Even though an arcing fault is initiated, it may not be able to sustain itself. All the variables
above affect this situation. For instance, a 120 volt line to ground arcing fault typically will not
sustain itself.
Slide 15
Let’s examine the progression that can occur when an arcing fault occurs.
(click)
What happens when a line to line arcing fault occurs?
(click)
The by-product of the arcing is vaporization of the conductors at the arc tips. The copper vapor
is 67,000 times the volume of solid copper, so the copper vapor will envelope the other phase
conductor and ground and neutral. Also the air becomes superheated and ionizes. An ionized,
conductive cloud engulfs all three phase conductors, ground and neutral.
(click)
This can all happen in a matter of a few thousandth of a second.
Slide 16
We are going to examine a few types of arcing faults. The first is the three phase arcing fault.
(click)
The current that flows can vary widely.
The maximum that can flow is about 89% of the three phase bolted fault.
Slide 17
Next let’s look at the line to line arcing fault.
(click)
Again the actual current that flows is dependent on many variables so a set current is hard to
estimate. However, the maximum value it can attain is about 74% of the three phase bolted fault.
Slide 18
The last one we will look at is the line to ground fault.
(click)
Again the variables make it difficult to estimate. Typically it will be at least 38% of the three
bolted fault.
Slide 19
We already discussed that arcing faults may not always sustain themselves. It is dependent on
the many variables that we have mentioned.
(click)
An industry rule of thumb for 480 volt systems is that the arcing fault will not sustain itself if the
arcing current is less than 38% of the three phase bolted fault current.
Slide 20
Now that we have covered bolted short circuit currents and arcing faults, how do we know what
the fault current is in a real system?
We are going to discuss this a bit further. In the following we will only be discussing three
phase bolted faults. But using the information we already discussed you can better understand
the values for the other type faults.
Slide 21
This is a one line for a typical electrical distribution system. (mention the various components
such as lengths of conductors etc.) The short circuit currents will be different at different points
in your system. That is as you move further into your system, the resistance (impedance)

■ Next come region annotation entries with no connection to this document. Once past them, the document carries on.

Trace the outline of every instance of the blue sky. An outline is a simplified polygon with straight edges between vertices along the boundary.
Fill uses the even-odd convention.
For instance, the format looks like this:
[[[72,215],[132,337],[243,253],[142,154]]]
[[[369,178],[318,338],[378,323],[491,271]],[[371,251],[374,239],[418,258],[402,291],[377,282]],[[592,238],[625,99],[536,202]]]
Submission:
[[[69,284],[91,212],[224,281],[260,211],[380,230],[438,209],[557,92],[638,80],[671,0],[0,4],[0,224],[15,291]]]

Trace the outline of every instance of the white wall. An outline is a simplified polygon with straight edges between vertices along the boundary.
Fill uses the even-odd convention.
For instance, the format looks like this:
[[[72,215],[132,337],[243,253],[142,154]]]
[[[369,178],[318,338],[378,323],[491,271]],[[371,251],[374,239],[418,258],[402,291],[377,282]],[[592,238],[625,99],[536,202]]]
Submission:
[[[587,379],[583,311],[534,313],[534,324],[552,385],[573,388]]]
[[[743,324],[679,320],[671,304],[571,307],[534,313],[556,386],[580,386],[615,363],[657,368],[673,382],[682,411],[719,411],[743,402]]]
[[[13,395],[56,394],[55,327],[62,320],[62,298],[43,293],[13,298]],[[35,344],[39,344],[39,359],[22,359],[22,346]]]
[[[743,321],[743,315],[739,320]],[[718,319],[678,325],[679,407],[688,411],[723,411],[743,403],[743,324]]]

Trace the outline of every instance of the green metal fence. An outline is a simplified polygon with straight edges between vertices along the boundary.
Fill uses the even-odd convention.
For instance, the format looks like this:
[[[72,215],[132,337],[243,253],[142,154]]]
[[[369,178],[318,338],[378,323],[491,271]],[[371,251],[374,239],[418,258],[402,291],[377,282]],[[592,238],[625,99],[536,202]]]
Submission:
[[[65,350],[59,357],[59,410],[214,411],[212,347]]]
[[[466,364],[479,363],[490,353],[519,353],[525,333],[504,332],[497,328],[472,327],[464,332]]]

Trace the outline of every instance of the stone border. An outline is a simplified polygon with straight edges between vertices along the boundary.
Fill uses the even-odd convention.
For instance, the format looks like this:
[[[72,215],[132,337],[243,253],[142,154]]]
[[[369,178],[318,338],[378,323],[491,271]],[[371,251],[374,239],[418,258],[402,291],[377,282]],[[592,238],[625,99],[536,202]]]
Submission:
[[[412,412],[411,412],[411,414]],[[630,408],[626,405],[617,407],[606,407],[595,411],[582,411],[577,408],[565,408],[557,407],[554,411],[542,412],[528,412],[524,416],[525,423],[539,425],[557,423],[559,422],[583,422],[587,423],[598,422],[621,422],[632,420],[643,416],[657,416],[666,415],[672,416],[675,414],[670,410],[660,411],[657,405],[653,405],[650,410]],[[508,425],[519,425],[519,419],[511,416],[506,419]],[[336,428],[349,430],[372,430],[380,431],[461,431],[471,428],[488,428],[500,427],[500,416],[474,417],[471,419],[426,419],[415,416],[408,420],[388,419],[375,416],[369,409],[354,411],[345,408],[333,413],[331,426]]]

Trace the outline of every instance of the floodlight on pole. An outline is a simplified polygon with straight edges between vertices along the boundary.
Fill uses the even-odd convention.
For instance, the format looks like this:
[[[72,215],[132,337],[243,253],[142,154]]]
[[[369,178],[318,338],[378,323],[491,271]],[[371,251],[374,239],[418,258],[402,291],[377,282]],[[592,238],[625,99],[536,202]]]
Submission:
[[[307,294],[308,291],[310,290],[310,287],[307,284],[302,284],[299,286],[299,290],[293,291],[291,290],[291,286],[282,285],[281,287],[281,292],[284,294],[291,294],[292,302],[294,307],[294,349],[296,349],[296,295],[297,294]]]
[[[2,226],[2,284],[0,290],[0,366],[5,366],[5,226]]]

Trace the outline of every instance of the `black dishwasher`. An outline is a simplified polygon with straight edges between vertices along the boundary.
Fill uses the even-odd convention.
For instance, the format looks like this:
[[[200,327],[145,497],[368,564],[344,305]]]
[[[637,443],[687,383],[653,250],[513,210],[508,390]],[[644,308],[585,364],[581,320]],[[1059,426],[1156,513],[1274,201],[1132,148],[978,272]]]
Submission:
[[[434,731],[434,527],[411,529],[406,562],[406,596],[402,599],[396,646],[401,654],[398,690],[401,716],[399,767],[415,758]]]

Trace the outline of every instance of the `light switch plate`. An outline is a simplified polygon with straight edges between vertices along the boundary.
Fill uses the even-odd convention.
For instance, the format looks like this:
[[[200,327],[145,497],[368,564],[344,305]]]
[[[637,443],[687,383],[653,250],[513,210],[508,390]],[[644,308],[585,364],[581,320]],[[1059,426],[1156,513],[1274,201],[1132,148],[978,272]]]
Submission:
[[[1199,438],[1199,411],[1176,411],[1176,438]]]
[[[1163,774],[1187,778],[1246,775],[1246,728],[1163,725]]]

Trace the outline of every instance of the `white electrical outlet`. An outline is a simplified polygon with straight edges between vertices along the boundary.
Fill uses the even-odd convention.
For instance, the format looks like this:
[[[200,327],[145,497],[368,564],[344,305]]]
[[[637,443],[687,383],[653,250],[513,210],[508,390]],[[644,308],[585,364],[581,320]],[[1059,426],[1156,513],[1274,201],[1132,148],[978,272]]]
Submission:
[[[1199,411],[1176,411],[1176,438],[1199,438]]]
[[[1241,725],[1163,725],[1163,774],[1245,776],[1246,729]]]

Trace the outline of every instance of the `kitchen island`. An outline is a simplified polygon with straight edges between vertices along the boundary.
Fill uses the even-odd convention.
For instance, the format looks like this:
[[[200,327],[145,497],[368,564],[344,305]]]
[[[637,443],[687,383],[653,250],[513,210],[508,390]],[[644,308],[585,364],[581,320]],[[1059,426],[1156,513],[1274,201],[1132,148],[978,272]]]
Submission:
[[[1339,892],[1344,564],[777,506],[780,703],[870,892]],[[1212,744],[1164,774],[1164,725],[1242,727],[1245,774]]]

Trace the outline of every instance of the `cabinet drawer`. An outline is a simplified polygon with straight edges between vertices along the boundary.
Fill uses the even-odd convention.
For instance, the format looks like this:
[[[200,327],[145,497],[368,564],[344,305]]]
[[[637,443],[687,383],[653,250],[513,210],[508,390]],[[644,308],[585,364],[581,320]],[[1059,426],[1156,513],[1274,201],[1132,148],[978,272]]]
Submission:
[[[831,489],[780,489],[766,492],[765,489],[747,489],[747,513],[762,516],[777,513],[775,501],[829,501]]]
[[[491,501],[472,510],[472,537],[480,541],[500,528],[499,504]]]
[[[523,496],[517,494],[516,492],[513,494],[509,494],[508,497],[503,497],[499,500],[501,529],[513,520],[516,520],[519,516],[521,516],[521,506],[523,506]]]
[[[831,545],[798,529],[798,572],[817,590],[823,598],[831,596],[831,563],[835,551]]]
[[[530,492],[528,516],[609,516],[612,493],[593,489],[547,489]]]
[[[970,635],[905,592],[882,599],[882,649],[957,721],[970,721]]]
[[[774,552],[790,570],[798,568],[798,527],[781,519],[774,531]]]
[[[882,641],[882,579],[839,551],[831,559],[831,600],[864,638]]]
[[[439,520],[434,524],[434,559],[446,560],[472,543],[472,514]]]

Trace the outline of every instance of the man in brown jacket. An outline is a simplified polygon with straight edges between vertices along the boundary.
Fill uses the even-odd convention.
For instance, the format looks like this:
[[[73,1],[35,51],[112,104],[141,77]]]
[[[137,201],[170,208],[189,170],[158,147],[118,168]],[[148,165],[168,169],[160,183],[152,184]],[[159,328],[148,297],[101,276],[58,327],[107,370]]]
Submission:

increases, which reduces the fault current. The short circuit currents are dependent on the circuit
resistance like we already reviewed. The big determining factors for the resistances
(impedances) and level of fault current are the transformers, system voltage, and conductor size,
per phase, and length.
Slide 22
This is an example of what the short-circuit currents might be in a 480 Volt electrical system. At
the secondary of a transformer, which is next to the main switchboard, the available short circuit
current is 60,000 A.
At the motor control center the available short circuit current is 40,000 Amps. The reason for the
lower value versus at the main switchboard is because of the circuit conductors of a specific size
and length. This adds resistance (impedance) to the circuit.
Same holds for the other points in the system.
Slide 23
So let’s do some calculations. Do these problems
Slide 24
Use the Bussmann Electrical Protection Handbook – SPD
Or, use the equation shown.
Slide 25
These are the answers. Notice the differences in the three phase short circuit available for these
examples. It shows that the size of the transformer and the percent impedance of the transformer
are both major determinates of the available short circuit current.
Slide 26
Let’s see how conductors effect the available current. Do these examples.
Slide 27
Use the SPD for the steps to calculate these.
Slide 28
Notice the difference between 4A and 5A. The same size and length conductor. However, 5A
was on a 480 system. The fault current does not drop as quickly on a 480 system.
Notice the difference between 5A and 6A. In this case, 6A is the same length conductor but a
larger size; so the fault current does not drop as much.